People’s Bank Of China Sounds Grim

Central bankers are not noted as being wide-eyed optimists at the best of times. China’s are living up to the stereotype. The world’s investors are regaining some of their animal spirits on the strength of new signs that the slowdown in China’s economy is at last ending, but China’s central bankers are striking an ultra-cautious note in their  third-quarter monetary policy report.

They warn that global demand could slump again unless the crisis in the euro zone is sorted out, sending the world into a double-dip recession. As for China’s part of the world economy, ‘the foundation of an economic recovery is not yet solid”. The People’s Bank of China’s policy focus will emphasize growth, but monetary policy will remain “prudent”.

The central bank fears that measures to promote domestic consumption are potential inflationary, even though inflation is subdued despite rising energy prices and labour costs.

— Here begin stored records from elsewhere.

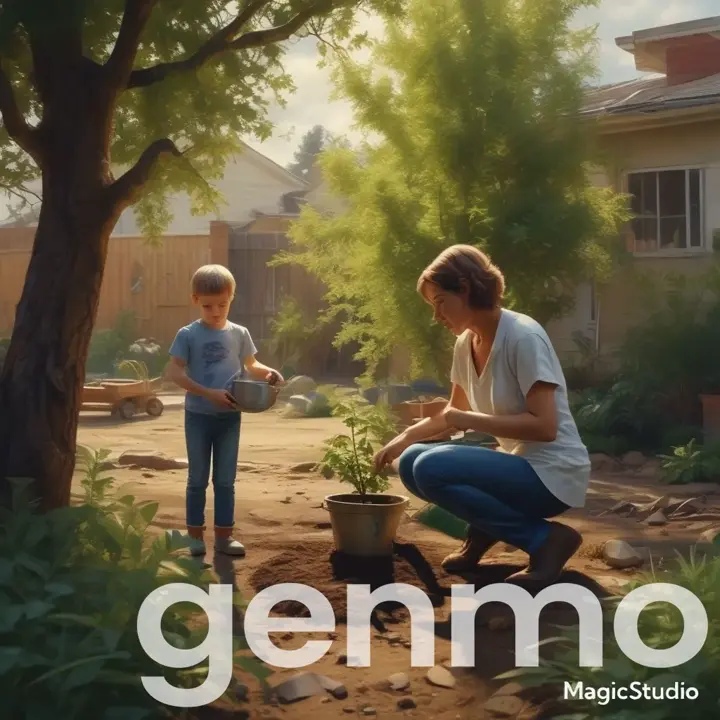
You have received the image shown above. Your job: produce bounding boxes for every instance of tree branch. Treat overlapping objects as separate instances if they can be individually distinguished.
[105,0,157,91]
[108,138,183,207]
[0,65,40,160]
[127,0,338,89]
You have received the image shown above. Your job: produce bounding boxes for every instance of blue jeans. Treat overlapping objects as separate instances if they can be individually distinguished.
[400,443,568,553]
[185,410,240,528]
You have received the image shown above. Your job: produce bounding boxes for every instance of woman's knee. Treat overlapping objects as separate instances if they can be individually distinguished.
[413,448,449,497]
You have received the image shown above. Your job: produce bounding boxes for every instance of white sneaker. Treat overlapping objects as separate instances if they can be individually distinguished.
[190,537,207,556]
[215,537,245,557]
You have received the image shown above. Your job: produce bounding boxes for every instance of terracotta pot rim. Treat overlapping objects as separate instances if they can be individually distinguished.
[325,493,410,507]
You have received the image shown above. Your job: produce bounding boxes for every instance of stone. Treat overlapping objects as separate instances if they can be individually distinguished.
[484,695,525,718]
[278,375,317,401]
[317,675,348,700]
[427,665,456,688]
[590,453,620,472]
[117,452,188,471]
[698,527,720,550]
[274,673,325,704]
[602,540,643,570]
[620,450,647,469]
[646,510,668,527]
[388,673,410,690]
[290,462,318,476]
[493,682,527,697]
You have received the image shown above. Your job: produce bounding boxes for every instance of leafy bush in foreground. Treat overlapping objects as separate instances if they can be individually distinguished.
[498,543,720,720]
[0,448,270,720]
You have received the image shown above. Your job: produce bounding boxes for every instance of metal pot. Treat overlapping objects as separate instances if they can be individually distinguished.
[325,493,410,557]
[230,380,279,412]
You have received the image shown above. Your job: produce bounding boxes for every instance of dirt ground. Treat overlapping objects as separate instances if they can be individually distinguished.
[77,396,720,720]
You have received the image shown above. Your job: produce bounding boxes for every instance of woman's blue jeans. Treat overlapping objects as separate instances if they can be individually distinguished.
[400,443,568,553]
[185,410,240,528]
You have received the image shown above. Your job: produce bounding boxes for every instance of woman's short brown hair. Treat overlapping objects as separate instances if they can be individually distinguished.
[417,245,505,310]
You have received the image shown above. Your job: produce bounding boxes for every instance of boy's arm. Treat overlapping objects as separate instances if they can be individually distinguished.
[243,355,285,385]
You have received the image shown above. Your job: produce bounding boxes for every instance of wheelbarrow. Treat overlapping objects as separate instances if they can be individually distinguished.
[80,378,165,420]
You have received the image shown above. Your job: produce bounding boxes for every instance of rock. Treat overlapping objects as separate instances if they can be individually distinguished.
[278,375,317,401]
[488,615,515,632]
[620,450,647,469]
[590,453,620,472]
[426,665,456,688]
[646,510,668,527]
[388,673,410,690]
[698,527,720,549]
[637,459,662,478]
[290,462,318,476]
[493,682,527,697]
[118,452,188,470]
[317,675,348,700]
[602,540,643,570]
[484,695,525,718]
[274,673,325,704]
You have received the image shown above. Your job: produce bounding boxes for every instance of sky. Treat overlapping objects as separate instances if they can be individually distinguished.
[249,0,720,166]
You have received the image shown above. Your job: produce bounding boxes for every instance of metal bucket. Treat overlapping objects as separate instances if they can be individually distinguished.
[325,493,410,557]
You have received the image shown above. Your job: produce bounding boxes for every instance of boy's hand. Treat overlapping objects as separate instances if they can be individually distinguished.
[207,390,237,410]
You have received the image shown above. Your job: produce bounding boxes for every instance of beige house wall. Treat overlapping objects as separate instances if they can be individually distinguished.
[548,119,720,364]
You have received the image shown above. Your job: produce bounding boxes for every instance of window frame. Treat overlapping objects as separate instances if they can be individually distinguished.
[623,165,710,258]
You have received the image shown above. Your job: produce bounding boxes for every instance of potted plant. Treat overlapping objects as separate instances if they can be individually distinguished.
[321,397,409,557]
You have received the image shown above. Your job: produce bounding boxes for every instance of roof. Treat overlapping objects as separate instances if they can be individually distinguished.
[581,73,720,117]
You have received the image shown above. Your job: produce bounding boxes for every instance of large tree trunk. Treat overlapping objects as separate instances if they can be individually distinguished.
[0,186,114,510]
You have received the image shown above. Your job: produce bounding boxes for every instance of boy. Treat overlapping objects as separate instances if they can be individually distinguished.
[168,265,283,555]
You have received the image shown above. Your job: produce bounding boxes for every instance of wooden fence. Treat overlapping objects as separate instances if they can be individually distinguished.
[0,228,214,343]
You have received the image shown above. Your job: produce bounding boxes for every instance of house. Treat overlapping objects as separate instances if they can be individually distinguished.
[0,146,308,342]
[548,17,720,363]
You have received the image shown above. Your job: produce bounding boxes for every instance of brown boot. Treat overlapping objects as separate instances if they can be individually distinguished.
[506,522,582,590]
[441,527,497,574]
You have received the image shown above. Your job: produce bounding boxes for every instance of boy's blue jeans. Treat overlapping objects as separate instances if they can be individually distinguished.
[399,443,568,553]
[185,410,240,528]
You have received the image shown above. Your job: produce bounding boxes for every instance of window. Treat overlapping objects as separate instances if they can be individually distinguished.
[628,170,703,252]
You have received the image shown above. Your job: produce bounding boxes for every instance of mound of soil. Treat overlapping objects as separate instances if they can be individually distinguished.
[250,541,450,624]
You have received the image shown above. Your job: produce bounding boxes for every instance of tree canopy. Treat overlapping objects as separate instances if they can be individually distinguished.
[281,0,627,382]
[0,0,400,234]
[287,125,330,178]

Year-on-year consumer price inflation was 1.9% in September, down from 2% the previous month.

No mention of further cuts in interest rates or banks’ reserve requirements. Playing with the short-term liquidity taps, as was done with the $60 billion injection into the money markets earlier this week, is the sort of open-market operation the central bank now prefers to “fine-tune” the economy, regardless of the risk of more volatile short-term interest rates. It is a way to talk tight but act loose, and still be able to switch back to acting tight at short notice.